Pourquoi bouderions-nous notre satisfaction de voir enfin un collectionneur français ouvert à la scène artistique de son pays ? Présentée au MO.CO. à Montpellier jusqu’au 12 janvier, la collection de Laurent Dumas, même si l’on n’en voit qu’une infime partie grâce aux sélections d’Eric de Chassey, est sur ce point exemplaire. Au-delà de l’amitié qui lie les deux hommes, on appréciera le caractère tribal des choix initiaux du premier, lesquels nous font retrouver des notions plus humaines que celles associées à la mondialisation, notamment l’idée que, sur un territoire donné, vivent des individus, les artistes, avec lesquels lier des relations plus directes. Simple bon sens et non nationalisme militant.
On trouve dans cette sélection aussi bien des figures historiques, dès les premières salles, ce qui nous rafraîchit la mémoire, que des plus jeunes en situation d’émergence ou de devenir (Dora Jeridi, Paul Mignard, Rayan Yasmineh). Pour les premiers, on s’immerge dans des ensembles significatifs consacrés à Alain Jacquet (dont le célèbre Déjeuner sur l’herbe), à Jean-Michel Alberola figure-phare des années 80 (dont un portrait de Fred Astaire), le nouveau-réaliste Daniel Spoerri (dont une tapisserie enrichie d’un rostre de poisson-scie), l’ancien Supports-Surfaces Jean-Pierre Pincemin (dont un flamboyant Arbre au tombeau). Boltanski, Messager, Dietman, l’affichiste Hains… Les goûts sont manifestement éclectiques.
Renaud Auguste-Dormeuil assure la transition avec et avant la réapparition générale de la peinture, laquelle justifie le choix de cette Collection par le MO.CO. : d’où l’amusante enseigne lumineuse Jusqu’ici tout va bien et surtout grâce au portrait photographique du collectionneur amputé de ce qui constitue charnellement son égo. Une Vanité détournée en quelque sorte.

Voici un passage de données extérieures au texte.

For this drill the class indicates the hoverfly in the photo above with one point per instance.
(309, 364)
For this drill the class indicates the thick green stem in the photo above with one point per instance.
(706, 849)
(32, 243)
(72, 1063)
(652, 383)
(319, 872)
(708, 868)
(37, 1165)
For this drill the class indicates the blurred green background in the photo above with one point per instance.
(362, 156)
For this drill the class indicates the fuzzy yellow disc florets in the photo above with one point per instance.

Les trois immenses salles qui suivent, à chaque étage, alternent aussi des florilèges conséquents (Bruno Perramant et son Lazare semblant ressusciter la peinture, Claire Tabouret et sa photo de classe, Nina Childress…), plus modérés (deux à trois toiles pour François Deroubaix, Agnès Thurnauer, George Tony Stoll, Romain Bernini..), ou un seul tableau mais imposant pour Djamel Tatah, Christian Bonnefoi, le regretté Elliott Dubail, Anne-Marie Schneider.
Certains frappent par leur monumentalité (La Parade d’Assan Smati dépasse largement les 5m, le collage imprimé de Thomas Hirschhorn les avoisine, La Fureur d’Hélène Delprat frôle les 10m…) d’autres par leur discrétion (les deux collages de feutre sur les Fauteuils, de Tatiana Trouvé, l’hyperréaliste femme qui se balance au-dessus de la ville par Loulou Picasso).
D’un point de vue thématique bon nombre d’œuvres sont empreintes de cette violence qui caractérise l’histoire ou l’actualité (les revendications de Kiki Picasso, les œuvres au noir de Loris Gréaud, la danse macabre de Damien Deroubaix, le sacrifice d’Isaac revu en sculpture par Adel Abdessemed). D’autres paraissent plus apaisées (les Sunflowers, de Dove Allouche). La sculpture ou l’installation montrent de temps à autre le bout de leur nez (Colère néo-réaliste d’Arman, bustes encaustiqués de Raphaël Denis, Gueule cassée et masque de Kader Attia, Acropole en équilibre d’Edgar Sarin…).
Les artistes issus de l’étranger, mais résidant en France, ne sont pas ignorés et ouvrent sur l’international (le Camerounais Barthélémy Toguo, concepteur du futur tram 5 montpelliérain, l’Allemande Ulla Von Brandenburg).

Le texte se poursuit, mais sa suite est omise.